So that's what's going on here. The things that seemed important when we were younger have been eclipsed by our realization that the window of opportunity to do what we really enjoy is open for a decreasing amount of time, and it may close at any moment.
With this in mind, our stick and brick house, nice as it is, has gotten in the way of our bucket-list continuum. We have become convinced that even a house designed for low maintenance is too much bondage for someone who wants to "wander 'til we're under."
To what do we attribute this epiphany, you may ask? Well, it wasn't so much our fulltimer friends and bloggers extolling the virtues of stick-and-brick freedom, compelling as that is. It was rather our recent two-month trip out west that cinched it for us. If you followed those posts, you probably were able to sense our euphoria as we rambled wherever and whenever we pleased with few cares except for the constant nagging uneasiness about the security and physical condition of the house we left behind. The fact that I regularly checked the security video feeds on my cell phone was a daily reminder that we were not really free. If you have not experienced a break-in and very costly theft loss, as we have, you may not realize that you will never be the same afterward when it comes to matters of security.

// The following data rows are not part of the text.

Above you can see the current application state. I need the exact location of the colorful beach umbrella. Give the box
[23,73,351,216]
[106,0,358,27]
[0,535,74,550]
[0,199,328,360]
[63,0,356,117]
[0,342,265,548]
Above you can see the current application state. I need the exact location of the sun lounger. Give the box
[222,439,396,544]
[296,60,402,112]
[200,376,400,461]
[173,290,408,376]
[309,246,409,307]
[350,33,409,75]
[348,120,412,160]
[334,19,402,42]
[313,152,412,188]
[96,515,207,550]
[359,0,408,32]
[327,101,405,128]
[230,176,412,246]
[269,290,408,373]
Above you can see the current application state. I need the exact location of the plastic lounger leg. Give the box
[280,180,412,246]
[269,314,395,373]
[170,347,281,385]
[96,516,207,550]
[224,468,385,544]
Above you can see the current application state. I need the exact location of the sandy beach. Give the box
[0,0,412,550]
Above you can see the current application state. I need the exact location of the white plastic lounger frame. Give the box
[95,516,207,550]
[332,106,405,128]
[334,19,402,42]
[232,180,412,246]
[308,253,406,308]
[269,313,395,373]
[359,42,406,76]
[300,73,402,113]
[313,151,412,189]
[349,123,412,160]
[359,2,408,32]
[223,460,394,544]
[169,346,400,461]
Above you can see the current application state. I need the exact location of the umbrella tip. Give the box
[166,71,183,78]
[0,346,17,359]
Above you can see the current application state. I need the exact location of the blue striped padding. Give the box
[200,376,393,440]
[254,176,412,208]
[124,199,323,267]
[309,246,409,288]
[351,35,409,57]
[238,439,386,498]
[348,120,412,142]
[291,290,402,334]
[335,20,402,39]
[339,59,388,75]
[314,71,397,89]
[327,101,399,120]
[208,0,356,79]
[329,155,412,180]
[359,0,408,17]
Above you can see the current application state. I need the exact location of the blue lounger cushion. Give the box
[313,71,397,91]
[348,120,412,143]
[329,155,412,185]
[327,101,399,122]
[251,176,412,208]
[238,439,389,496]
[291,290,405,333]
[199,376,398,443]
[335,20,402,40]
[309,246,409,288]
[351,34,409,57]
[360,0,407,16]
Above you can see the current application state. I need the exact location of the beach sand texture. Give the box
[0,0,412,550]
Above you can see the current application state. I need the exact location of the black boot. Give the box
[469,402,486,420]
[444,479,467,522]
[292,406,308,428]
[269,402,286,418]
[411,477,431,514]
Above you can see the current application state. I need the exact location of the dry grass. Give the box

So, even though the freedom of movement we experienced for the two months out west was tempered to a degree by the house concerns, the buzz it gave us was enough to make us want more...much more. Oddly, it was Sandy who first expressed the sadness we were both feeling as we neared home last summer--She didn't want it to be over, and neither did I. As we pulled Phannie into her driveway, we weren't glad to be home; all we were thinking about was what must now be done to the place to get everything cleaned up, operational and presentable again. Perhaps that is why we have taken every opportunity to leave since then, sometimes for a month or more. When we glumly returned from the last trip a week ago, we finally looked at each other and said, "This doesn't make any sense; let's do what makes us happy." And so we will: The house is for sale.
We have a number of friends who are fulltimers, and we have read many blogs of those who have made the transition; we don't know of any who have regretted it. According to those who should know, the number one requirement is for the spouses to be well suited for close proximity all the time, and Sandy and I have that nailed after 39 years. We are much better together than apart, and we always have been. We have other friends who could not possibly conceive of ever doing such a thing as fulltiming, equating it with self-induced homelessness. That's understandable, but people have differing priorities. Besides, we're now more fulltimers than part-timers anyway. We are traveling more than we are at home, and we already have a mail forwarding service; we may as well take the final plunge.
I will now have a new blog topic as we move into the ultimate downsizing phase of our lives, God help us. We will share it all, so fasten your seat belts. The task will be daunting, so say a little prayer for us.
Thank you, Lord, for this wonderful life; please forgive me if I don't appreciate it enough each day.